By General Crafts Contributor Michelle
Make some fun summer shirts with this different take on normal tie dye. Fun to make, fun to wear–this is a great projects do with kids, and adults alike!
Here’s what you’ll need to make your own:
- Tulip One Step Tie-Dye Party Kit
- Jerzees T Shirt, White
- Aleene’s Always Ready Clear Gel Tacky Glue 4 oz.
- Trash bag, or parchment paper
- Cardboard, cutting board, something stiff to hold your shirt flat
- Plastic wrap
To begin find something stiff, like a piece of cardboard (I used a large plastic cutting board) that will fit inside your shirt to hold the fabric flat while you apply the glue. Cover your insert with a plastic bag, or piece of parchment paper, so when the glue sinks into the fabric, your shirt won’t stick to your insert when it dries.
Place your insert inside the shirt to separate the layers, and then begin applying your glue design to the front of the shirt.
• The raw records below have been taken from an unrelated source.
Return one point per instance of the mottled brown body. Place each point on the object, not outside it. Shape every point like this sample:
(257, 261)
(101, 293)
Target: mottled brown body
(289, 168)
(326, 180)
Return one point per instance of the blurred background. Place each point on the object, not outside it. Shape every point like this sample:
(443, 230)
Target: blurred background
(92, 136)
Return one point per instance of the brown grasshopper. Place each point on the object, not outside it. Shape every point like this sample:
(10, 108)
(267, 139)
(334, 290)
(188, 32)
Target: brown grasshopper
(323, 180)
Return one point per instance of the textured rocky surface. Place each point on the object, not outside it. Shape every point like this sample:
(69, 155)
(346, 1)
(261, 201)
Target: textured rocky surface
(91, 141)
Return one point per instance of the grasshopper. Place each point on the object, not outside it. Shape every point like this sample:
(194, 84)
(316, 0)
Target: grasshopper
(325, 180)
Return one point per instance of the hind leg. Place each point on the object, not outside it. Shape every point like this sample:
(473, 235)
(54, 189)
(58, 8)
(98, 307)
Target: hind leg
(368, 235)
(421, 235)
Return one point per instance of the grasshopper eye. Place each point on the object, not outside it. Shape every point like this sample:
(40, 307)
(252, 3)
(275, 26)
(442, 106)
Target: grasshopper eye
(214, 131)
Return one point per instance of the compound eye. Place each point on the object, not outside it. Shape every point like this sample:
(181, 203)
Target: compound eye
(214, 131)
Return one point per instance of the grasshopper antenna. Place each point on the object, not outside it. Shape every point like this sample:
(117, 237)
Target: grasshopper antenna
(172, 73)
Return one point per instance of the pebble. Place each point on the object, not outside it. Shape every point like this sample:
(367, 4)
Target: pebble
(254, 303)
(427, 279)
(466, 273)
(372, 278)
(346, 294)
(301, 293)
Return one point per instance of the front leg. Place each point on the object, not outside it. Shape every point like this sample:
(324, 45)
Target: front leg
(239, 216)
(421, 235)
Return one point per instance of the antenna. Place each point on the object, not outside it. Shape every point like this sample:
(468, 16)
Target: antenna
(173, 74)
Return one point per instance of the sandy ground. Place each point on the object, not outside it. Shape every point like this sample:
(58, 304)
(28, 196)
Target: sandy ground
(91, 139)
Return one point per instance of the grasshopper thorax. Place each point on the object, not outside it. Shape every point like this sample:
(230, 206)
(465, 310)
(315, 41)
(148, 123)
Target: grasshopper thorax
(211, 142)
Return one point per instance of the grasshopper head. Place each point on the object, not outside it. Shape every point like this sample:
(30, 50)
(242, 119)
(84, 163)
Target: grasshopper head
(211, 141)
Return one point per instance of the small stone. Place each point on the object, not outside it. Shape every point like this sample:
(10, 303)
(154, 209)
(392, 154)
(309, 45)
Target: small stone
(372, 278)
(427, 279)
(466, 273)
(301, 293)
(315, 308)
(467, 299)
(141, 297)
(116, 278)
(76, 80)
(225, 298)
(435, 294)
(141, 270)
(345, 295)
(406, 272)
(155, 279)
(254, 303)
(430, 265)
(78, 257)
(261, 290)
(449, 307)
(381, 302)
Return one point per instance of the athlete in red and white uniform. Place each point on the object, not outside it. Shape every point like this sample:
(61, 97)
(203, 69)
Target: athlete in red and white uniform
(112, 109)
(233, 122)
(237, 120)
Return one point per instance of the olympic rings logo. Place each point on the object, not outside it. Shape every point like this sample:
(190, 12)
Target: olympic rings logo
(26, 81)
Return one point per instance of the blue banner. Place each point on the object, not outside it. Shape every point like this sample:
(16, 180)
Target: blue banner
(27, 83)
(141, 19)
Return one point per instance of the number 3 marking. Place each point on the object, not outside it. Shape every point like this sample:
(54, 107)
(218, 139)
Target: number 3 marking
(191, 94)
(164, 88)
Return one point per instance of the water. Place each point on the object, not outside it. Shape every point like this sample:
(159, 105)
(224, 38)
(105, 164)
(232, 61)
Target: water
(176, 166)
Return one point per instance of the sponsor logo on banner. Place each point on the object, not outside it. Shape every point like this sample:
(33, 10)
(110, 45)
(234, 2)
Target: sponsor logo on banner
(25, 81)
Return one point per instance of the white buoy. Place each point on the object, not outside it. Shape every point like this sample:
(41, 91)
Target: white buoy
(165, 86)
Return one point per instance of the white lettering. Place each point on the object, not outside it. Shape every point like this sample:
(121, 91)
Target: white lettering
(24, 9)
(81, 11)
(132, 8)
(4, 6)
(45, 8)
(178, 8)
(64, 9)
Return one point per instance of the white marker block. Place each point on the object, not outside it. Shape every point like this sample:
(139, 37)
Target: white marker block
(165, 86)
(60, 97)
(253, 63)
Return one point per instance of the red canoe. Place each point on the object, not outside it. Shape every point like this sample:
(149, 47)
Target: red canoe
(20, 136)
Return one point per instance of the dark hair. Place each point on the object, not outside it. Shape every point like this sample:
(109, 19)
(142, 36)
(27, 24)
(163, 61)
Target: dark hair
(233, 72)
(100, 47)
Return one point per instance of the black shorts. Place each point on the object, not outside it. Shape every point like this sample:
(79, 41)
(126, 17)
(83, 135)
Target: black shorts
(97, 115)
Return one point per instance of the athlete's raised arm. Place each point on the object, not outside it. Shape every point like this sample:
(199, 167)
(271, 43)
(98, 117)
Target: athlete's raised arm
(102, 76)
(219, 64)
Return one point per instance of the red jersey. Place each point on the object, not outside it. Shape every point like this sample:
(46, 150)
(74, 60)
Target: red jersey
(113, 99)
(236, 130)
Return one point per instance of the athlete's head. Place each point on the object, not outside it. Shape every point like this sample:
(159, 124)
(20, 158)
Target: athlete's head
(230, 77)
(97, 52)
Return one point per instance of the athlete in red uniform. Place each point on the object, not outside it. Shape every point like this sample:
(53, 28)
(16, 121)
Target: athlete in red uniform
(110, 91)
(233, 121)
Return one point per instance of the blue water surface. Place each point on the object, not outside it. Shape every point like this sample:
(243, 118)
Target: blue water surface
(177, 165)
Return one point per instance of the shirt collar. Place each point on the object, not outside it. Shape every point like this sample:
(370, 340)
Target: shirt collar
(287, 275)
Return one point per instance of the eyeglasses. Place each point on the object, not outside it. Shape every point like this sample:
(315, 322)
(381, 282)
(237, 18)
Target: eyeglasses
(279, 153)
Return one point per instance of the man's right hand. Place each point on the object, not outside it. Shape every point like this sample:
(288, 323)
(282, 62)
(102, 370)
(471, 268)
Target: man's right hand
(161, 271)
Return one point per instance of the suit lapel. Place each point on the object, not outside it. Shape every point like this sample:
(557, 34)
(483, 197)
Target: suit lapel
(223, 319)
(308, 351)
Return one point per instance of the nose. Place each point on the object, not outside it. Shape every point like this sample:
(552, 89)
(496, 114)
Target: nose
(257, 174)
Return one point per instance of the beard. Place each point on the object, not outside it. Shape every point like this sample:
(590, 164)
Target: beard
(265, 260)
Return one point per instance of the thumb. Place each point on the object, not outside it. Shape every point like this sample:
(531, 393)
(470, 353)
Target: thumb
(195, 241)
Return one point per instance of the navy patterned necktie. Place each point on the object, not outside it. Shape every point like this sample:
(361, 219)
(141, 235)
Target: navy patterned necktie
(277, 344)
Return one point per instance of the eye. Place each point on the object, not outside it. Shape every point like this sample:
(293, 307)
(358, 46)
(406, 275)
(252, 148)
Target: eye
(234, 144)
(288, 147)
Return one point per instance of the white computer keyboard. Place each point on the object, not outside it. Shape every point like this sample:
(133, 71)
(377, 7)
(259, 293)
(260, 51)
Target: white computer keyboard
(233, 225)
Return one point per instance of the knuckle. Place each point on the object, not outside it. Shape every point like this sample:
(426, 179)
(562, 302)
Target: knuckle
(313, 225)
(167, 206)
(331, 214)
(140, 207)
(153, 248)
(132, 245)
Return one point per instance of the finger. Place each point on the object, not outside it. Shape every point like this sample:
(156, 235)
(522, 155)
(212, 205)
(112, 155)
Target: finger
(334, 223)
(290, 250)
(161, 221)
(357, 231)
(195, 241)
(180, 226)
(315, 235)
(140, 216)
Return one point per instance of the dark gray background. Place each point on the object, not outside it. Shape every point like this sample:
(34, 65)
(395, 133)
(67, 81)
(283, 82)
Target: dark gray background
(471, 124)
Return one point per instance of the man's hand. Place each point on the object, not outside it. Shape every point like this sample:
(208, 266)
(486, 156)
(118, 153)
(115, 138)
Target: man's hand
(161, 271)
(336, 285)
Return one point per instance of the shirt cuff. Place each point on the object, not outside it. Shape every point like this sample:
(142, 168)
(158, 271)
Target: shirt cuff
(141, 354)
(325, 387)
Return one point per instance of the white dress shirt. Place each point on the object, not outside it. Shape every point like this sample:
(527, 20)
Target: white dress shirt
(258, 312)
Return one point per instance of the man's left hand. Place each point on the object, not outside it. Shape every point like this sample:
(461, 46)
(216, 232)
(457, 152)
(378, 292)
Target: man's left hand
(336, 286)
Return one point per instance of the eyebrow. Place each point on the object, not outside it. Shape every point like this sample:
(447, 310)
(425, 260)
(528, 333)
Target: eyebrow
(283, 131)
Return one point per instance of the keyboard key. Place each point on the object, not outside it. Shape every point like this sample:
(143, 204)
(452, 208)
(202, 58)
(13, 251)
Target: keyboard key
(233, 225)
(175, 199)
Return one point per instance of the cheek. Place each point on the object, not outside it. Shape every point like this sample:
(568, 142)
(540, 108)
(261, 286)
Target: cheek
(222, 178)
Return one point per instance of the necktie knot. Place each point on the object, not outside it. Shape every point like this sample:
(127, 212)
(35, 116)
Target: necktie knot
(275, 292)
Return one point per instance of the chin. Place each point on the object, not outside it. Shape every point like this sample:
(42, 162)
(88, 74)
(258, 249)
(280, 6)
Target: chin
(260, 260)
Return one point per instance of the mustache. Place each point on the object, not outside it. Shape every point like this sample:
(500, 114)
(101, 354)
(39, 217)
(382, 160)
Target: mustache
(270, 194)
I suggest keeping your design fairly simple, like the mermaid scales we made, or the simple sea turtle outline. Don’t make too many details–big, simplistic designs are best, as the glue will spread some as it soaks in, and blur your design a bit. Let your glue dry completely before you apply the dye color.
When your glue is completely, mix your dye colors of choice with water, according to the directions.
Working on a protected surface (we used the plastic sheet from the kit, and worked out in the yard), and wearing your gloves, begin applying colors to your shirt.
I suggest not using more than about 3 colors per shirt, or your colors may get muddy colored.
Keep applying colors, and letting them spread, until your design is covered.
Carefully cover your shirts with plastic wrap, or a trash bag (or we used some plastic wrap, and then wrapped the plastic sheet we worked on around the edges, and let the shirts sit in the sun for 6-8 hours.
After the 6-8 hours, rinse the shirts to remove the excess dye.
We used a garden hose in the yard to make less mess, but you could also just rinse them in the sink as well. I rinsed, and squeezed them until the water ran fairly clear. Wash in the washing machine according to package directions, and then dry.
Unlike other glue resist I’ve done, where the fabric under the glue remains white, this style of dyeing resulted in a much more subtle resist–much like that of a batik print. Because the dye is left on the shirt for 6-8 hours, the glue has time to rehydrate, and pick up some of the applied dye color.1
My kids loved this project, and the results.